4. RAMPING UP THE RESTRICTION
Lying or deceiving yourself or others when it comes to food. Do you find yourself or a loved one is making excuses when it comes to dinner time or eating when you are hungry? Are you ignoring hunger signals in order to achieve a desired health or aesthetic goal? The human body NEEDS food to fuel it and as human beings, it is one our most basic and important needs so if you are restricting yourself of it in any way shape or form, it times to take a rain check before it develops into something more worrying.
5. THE ‘HANGER’ KICKS IN
When we deprive our bodies of food and certain nutrients, we are left feeling empty, with cravings, feelings of unease, irritability and often anger.

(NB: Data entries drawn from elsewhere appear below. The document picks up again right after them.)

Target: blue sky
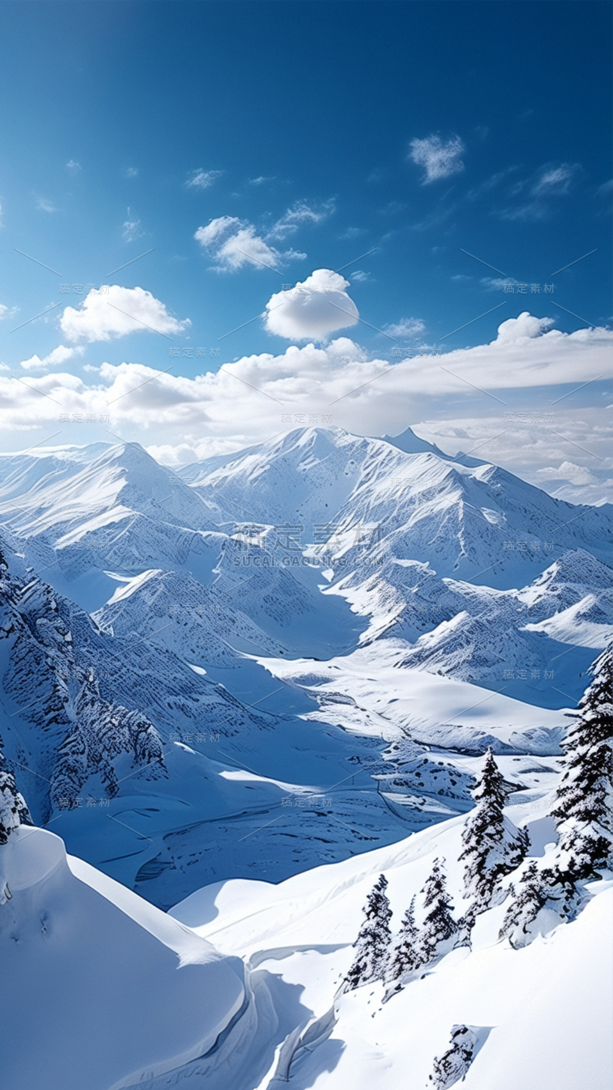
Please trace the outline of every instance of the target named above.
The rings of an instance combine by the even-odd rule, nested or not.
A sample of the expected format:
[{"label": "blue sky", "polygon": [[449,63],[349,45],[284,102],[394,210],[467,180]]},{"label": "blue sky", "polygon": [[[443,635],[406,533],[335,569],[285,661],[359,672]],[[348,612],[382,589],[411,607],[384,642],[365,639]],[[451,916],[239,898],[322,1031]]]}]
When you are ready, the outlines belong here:
[{"label": "blue sky", "polygon": [[[593,433],[589,414],[608,401],[596,376],[602,329],[611,328],[608,4],[128,0],[8,2],[2,14],[7,382],[21,376],[23,388],[25,377],[38,377],[49,398],[50,383],[74,389],[63,375],[99,383],[93,368],[104,364],[136,367],[143,382],[139,367],[171,366],[171,377],[195,380],[253,353],[285,358],[291,344],[334,337],[360,347],[353,363],[362,377],[369,361],[398,365],[398,350],[410,347],[485,346],[501,323],[528,311],[550,319],[538,339],[601,327],[599,344],[585,344],[596,353],[585,370],[589,391],[565,407],[585,409],[584,431]],[[342,269],[346,287],[330,280],[326,298],[322,280],[306,308],[303,290],[293,311],[291,296],[279,296],[268,328],[250,320],[317,269]],[[88,284],[116,294],[98,296],[96,313],[92,304],[83,317]],[[139,301],[125,289],[151,295]],[[317,313],[309,316],[312,305]],[[326,315],[333,307],[336,330],[328,317],[322,332],[322,307]],[[105,326],[100,308],[115,325]],[[342,328],[344,310],[361,320]],[[206,349],[206,365],[197,348]],[[532,408],[555,400],[552,387],[562,396],[578,386],[577,367],[562,368],[562,385],[551,373],[542,389],[530,380]],[[417,384],[405,423],[421,421],[425,434],[429,422],[453,417],[459,434],[460,416],[498,412],[466,383],[445,382],[440,397]],[[526,384],[509,380],[508,389],[502,400],[519,411]],[[382,398],[333,423],[368,431],[372,409],[373,433],[392,431],[397,407],[388,405],[386,428]],[[45,438],[59,419],[47,408],[45,421],[9,413],[9,449]],[[205,413],[200,438],[253,437],[245,411],[239,403],[233,424],[208,427]],[[146,424],[136,417],[125,437],[143,441],[136,433]],[[161,417],[158,431],[161,446],[177,448]],[[100,437],[97,426],[83,435],[73,427],[58,441]],[[202,455],[199,436],[190,436]],[[146,445],[154,443],[149,434]],[[568,455],[582,465],[577,447],[561,450],[562,462]],[[504,453],[492,448],[488,457],[504,461]],[[604,467],[593,469],[602,477]]]}]

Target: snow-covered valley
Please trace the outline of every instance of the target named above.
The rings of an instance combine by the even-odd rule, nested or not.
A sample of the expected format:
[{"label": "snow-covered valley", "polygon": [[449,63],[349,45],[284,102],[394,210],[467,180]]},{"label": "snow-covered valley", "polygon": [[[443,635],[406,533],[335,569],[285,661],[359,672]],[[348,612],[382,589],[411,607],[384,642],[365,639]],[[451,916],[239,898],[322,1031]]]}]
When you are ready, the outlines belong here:
[{"label": "snow-covered valley", "polygon": [[[563,785],[610,669],[610,506],[410,429],[303,428],[180,472],[134,444],[0,458],[11,1080],[515,1090],[528,1065],[604,1090],[600,741],[598,821]],[[485,897],[460,856],[488,762]],[[390,978],[412,898],[421,960]]]}]

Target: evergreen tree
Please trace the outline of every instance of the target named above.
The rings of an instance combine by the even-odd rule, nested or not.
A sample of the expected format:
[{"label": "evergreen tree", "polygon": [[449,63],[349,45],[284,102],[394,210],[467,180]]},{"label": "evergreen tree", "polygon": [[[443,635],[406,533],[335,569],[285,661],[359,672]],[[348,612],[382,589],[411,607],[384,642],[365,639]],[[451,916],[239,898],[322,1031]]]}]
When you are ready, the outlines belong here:
[{"label": "evergreen tree", "polygon": [[457,933],[457,923],[452,916],[454,906],[447,893],[443,863],[444,860],[434,860],[432,872],[421,891],[424,895],[423,907],[429,909],[418,940],[418,957],[421,965],[428,965],[446,954],[452,948],[452,940]]},{"label": "evergreen tree", "polygon": [[386,888],[387,879],[385,874],[380,874],[378,882],[375,883],[364,905],[365,919],[353,943],[357,949],[356,957],[344,980],[346,991],[351,991],[360,984],[383,980],[385,977],[392,942],[389,930],[392,909],[385,893]]},{"label": "evergreen tree", "polygon": [[466,859],[465,888],[472,901],[472,915],[477,916],[504,899],[501,879],[519,867],[528,849],[527,832],[516,828],[503,813],[504,777],[491,747],[472,798],[477,806],[466,822],[459,858]]},{"label": "evergreen tree", "polygon": [[529,864],[519,885],[512,886],[510,895],[498,937],[508,938],[514,949],[520,949],[531,942],[530,924],[545,907],[549,897],[546,877],[539,872],[536,862]]},{"label": "evergreen tree", "polygon": [[448,1090],[449,1087],[466,1077],[477,1044],[477,1034],[468,1026],[452,1028],[452,1047],[443,1056],[434,1059],[430,1081],[436,1090]]},{"label": "evergreen tree", "polygon": [[394,944],[394,949],[389,955],[385,980],[387,983],[395,983],[407,972],[418,969],[420,959],[418,956],[419,931],[416,927],[414,897],[405,912],[400,930]]},{"label": "evergreen tree", "polygon": [[19,825],[32,825],[32,818],[0,750],[0,845],[7,844],[12,831]]},{"label": "evergreen tree", "polygon": [[552,816],[557,819],[557,855],[575,879],[593,876],[599,867],[611,867],[613,841],[613,735],[612,647],[592,664],[592,681],[564,740],[564,775]]}]

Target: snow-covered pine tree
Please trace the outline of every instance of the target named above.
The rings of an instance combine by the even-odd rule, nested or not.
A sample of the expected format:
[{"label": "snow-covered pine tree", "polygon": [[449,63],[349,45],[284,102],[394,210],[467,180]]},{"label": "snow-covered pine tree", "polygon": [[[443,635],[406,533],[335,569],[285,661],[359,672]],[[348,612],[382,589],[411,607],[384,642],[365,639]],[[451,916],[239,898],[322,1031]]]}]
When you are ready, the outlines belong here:
[{"label": "snow-covered pine tree", "polygon": [[444,862],[444,859],[434,860],[432,872],[421,891],[424,895],[423,907],[429,909],[418,938],[417,954],[421,965],[429,965],[452,949],[457,933],[457,923],[452,916],[454,906],[447,893],[443,870]]},{"label": "snow-covered pine tree", "polygon": [[430,1081],[436,1090],[449,1090],[449,1087],[466,1077],[477,1044],[477,1034],[469,1026],[452,1027],[452,1047],[443,1056],[436,1056]]},{"label": "snow-covered pine tree", "polygon": [[464,851],[459,858],[466,859],[466,895],[471,899],[472,915],[478,916],[504,900],[506,894],[501,888],[501,879],[522,862],[528,850],[528,834],[526,829],[516,828],[503,813],[506,802],[504,777],[491,747],[471,794],[477,806],[466,822],[461,837]]},{"label": "snow-covered pine tree", "polygon": [[419,931],[416,927],[414,903],[413,897],[405,912],[394,948],[389,955],[385,973],[385,981],[388,984],[399,982],[405,973],[418,969],[421,964],[418,956]]},{"label": "snow-covered pine tree", "polygon": [[613,867],[612,651],[610,645],[590,667],[592,681],[572,713],[563,747],[564,775],[552,816],[557,820],[561,869],[576,880]]},{"label": "snow-covered pine tree", "polygon": [[364,905],[364,921],[353,946],[356,957],[344,980],[344,991],[352,991],[360,984],[370,984],[383,980],[389,955],[392,932],[389,920],[392,909],[385,893],[387,879],[380,874]]},{"label": "snow-covered pine tree", "polygon": [[549,897],[549,885],[536,862],[529,864],[518,885],[512,886],[510,896],[498,937],[508,938],[514,949],[520,949],[531,942],[530,925]]},{"label": "snow-covered pine tree", "polygon": [[12,831],[19,825],[32,825],[32,818],[0,750],[0,845],[7,844]]}]

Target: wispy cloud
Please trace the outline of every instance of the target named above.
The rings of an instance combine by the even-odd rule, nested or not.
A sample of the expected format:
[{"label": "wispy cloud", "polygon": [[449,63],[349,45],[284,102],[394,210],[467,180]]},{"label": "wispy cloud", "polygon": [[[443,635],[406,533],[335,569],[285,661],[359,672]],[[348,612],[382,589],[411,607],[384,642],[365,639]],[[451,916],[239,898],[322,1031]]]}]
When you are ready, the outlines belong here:
[{"label": "wispy cloud", "polygon": [[549,167],[542,170],[540,178],[532,187],[534,196],[557,195],[568,193],[570,182],[577,173],[577,165],[562,162],[558,167]]},{"label": "wispy cloud", "polygon": [[237,216],[212,219],[206,227],[199,227],[194,239],[213,255],[218,271],[235,272],[244,266],[278,269],[284,261],[306,256],[293,250],[279,253],[257,234],[253,223]]},{"label": "wispy cloud", "polygon": [[412,140],[409,145],[408,158],[418,167],[425,168],[423,184],[436,182],[441,178],[448,178],[464,170],[461,155],[465,146],[459,136],[452,136],[444,141],[441,136],[432,134],[423,140]]},{"label": "wispy cloud", "polygon": [[218,178],[221,178],[223,170],[192,170],[185,185],[193,190],[207,190]]},{"label": "wispy cloud", "polygon": [[598,484],[597,477],[590,473],[586,465],[576,465],[575,462],[562,462],[557,469],[553,465],[545,465],[542,470],[537,470],[545,481],[569,481],[570,484]]},{"label": "wispy cloud", "polygon": [[421,318],[400,318],[399,322],[383,328],[390,337],[421,337],[425,331]]},{"label": "wispy cloud", "polygon": [[305,201],[298,201],[277,220],[266,238],[283,242],[288,234],[293,234],[303,223],[321,223],[334,210],[334,201],[326,201],[317,206],[311,206]]},{"label": "wispy cloud", "polygon": [[[130,208],[128,209],[128,216],[130,217]],[[130,219],[129,218],[129,219],[127,219],[124,221],[124,223],[123,223],[123,231],[122,231],[122,235],[123,235],[123,241],[124,242],[134,242],[135,239],[142,238],[142,235],[145,232],[143,231],[143,229],[141,227],[141,220],[140,219]]]},{"label": "wispy cloud", "polygon": [[67,360],[71,360],[75,355],[81,355],[83,351],[83,348],[67,348],[65,344],[58,344],[52,352],[44,355],[43,359],[35,354],[29,360],[22,360],[20,366],[24,371],[44,371],[46,367],[55,367],[57,364],[65,363]]}]

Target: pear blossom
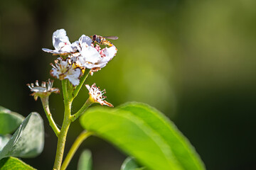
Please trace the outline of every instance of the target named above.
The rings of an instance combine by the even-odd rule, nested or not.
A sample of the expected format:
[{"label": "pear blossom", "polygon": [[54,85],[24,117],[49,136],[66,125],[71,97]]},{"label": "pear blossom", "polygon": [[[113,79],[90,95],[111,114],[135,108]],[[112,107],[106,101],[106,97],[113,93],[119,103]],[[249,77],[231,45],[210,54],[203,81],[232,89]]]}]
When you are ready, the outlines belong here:
[{"label": "pear blossom", "polygon": [[60,80],[68,79],[74,86],[78,86],[80,83],[80,77],[82,72],[80,68],[75,67],[70,59],[62,60],[58,58],[55,61],[55,66],[50,65],[53,69],[50,71],[50,74]]},{"label": "pear blossom", "polygon": [[[87,36],[82,36],[79,39],[80,56],[77,57],[76,63],[87,69],[103,68],[116,55],[117,48],[114,45],[101,49],[100,45],[93,44],[89,45],[90,41]],[[86,40],[85,40],[86,39]],[[100,70],[100,69],[95,69]]]},{"label": "pear blossom", "polygon": [[114,107],[112,104],[105,101],[106,96],[104,96],[103,94],[106,93],[105,89],[100,91],[100,88],[97,87],[95,83],[92,86],[90,86],[88,84],[85,84],[85,86],[89,91],[90,98],[93,103],[99,103],[102,106],[106,105],[110,107]]},{"label": "pear blossom", "polygon": [[53,33],[53,45],[55,50],[47,48],[43,48],[42,50],[53,55],[65,55],[75,52],[78,48],[77,42],[71,44],[64,29],[57,30]]},{"label": "pear blossom", "polygon": [[[46,86],[47,85],[47,86]],[[38,97],[48,97],[51,93],[59,94],[60,90],[58,88],[53,88],[53,80],[48,79],[48,82],[42,81],[41,86],[39,86],[38,81],[36,81],[36,86],[33,83],[28,84],[27,86],[33,93],[31,95],[34,97],[35,101]]]}]

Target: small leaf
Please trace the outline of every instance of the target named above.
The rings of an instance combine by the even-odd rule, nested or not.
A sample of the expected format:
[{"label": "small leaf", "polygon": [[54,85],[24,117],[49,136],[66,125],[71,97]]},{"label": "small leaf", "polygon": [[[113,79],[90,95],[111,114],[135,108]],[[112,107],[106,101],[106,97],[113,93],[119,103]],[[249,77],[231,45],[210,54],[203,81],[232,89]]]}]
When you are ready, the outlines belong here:
[{"label": "small leaf", "polygon": [[11,133],[24,120],[24,117],[0,106],[0,135]]},{"label": "small leaf", "polygon": [[11,138],[11,135],[0,135],[0,152],[4,148],[4,147],[8,141],[9,141]]},{"label": "small leaf", "polygon": [[25,164],[18,158],[6,157],[0,160],[1,170],[35,170],[31,166]]},{"label": "small leaf", "polygon": [[174,124],[146,104],[92,108],[81,117],[80,123],[149,169],[205,169],[193,147]]},{"label": "small leaf", "polygon": [[31,113],[0,152],[0,159],[10,156],[34,157],[42,152],[43,144],[43,120],[38,113]]},{"label": "small leaf", "polygon": [[121,170],[135,170],[139,167],[134,158],[127,157],[122,164]]},{"label": "small leaf", "polygon": [[92,153],[90,150],[84,150],[79,159],[78,170],[92,170]]}]

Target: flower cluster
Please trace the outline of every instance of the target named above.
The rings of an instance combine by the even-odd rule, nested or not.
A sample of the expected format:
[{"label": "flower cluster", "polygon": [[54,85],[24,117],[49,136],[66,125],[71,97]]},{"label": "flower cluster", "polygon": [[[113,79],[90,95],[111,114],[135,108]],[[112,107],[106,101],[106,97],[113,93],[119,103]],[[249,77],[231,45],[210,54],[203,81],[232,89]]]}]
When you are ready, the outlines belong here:
[{"label": "flower cluster", "polygon": [[[93,39],[92,37],[95,38]],[[71,43],[64,29],[55,31],[53,35],[53,45],[55,49],[42,49],[53,55],[59,55],[59,57],[55,60],[55,64],[50,64],[53,68],[50,71],[50,74],[60,80],[68,79],[74,87],[76,87],[80,84],[83,84],[83,81],[80,82],[80,78],[85,74],[85,69],[88,69],[87,73],[90,72],[92,75],[94,72],[105,67],[115,56],[117,49],[103,37],[95,35],[92,38],[93,40],[82,35],[78,40]],[[115,38],[117,39],[117,37]],[[106,47],[102,48],[100,45],[105,45]],[[52,88],[53,81],[49,79],[47,87],[46,83],[43,81],[41,86],[39,86],[38,81],[36,81],[36,86],[33,84],[28,84],[33,92],[31,95],[34,96],[35,100],[38,96],[45,97],[53,92],[60,92],[58,89]],[[113,107],[111,103],[104,100],[106,97],[102,95],[105,93],[105,90],[101,91],[95,84],[91,87],[86,85],[86,87],[89,90],[90,101],[92,103],[99,103],[101,105]]]},{"label": "flower cluster", "polygon": [[28,84],[27,86],[33,92],[31,96],[36,101],[38,97],[48,97],[51,93],[59,94],[60,90],[58,88],[53,88],[53,80],[48,79],[47,83],[42,81],[41,86],[39,86],[38,80],[36,81],[36,86],[33,83]]},{"label": "flower cluster", "polygon": [[55,50],[43,48],[43,50],[60,55],[56,66],[53,66],[50,74],[55,78],[68,79],[73,86],[79,84],[79,78],[85,69],[90,74],[105,67],[116,55],[114,45],[102,49],[97,42],[82,35],[78,40],[71,43],[64,29],[58,30],[53,35]]},{"label": "flower cluster", "polygon": [[114,107],[110,103],[104,100],[106,98],[106,96],[103,96],[103,94],[106,93],[105,89],[100,91],[100,87],[97,87],[95,84],[93,84],[92,86],[85,84],[85,86],[89,91],[89,95],[92,103],[99,103],[102,106],[106,105],[110,107]]}]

Imagine cutting down the amount of times you brushed your teeth, or took a shower so drastically that your skin started to react or your mouth became sore. Well, consider the drastic impact you are putting on your body if you deprive it of food and the nutrients it needs.
Whilst I cannot speak for everyone, for me, dieting was one of the biggest causes for my eating disorder developing and what seemed harmless, soon turned into a life-threatening illness. Today the statistic is that 50% of people who embark on a diet, are more likely to develop an eating disorder. Don’t let this be you, don’t deprive yourself of nourishment because the consequences speak for themselves.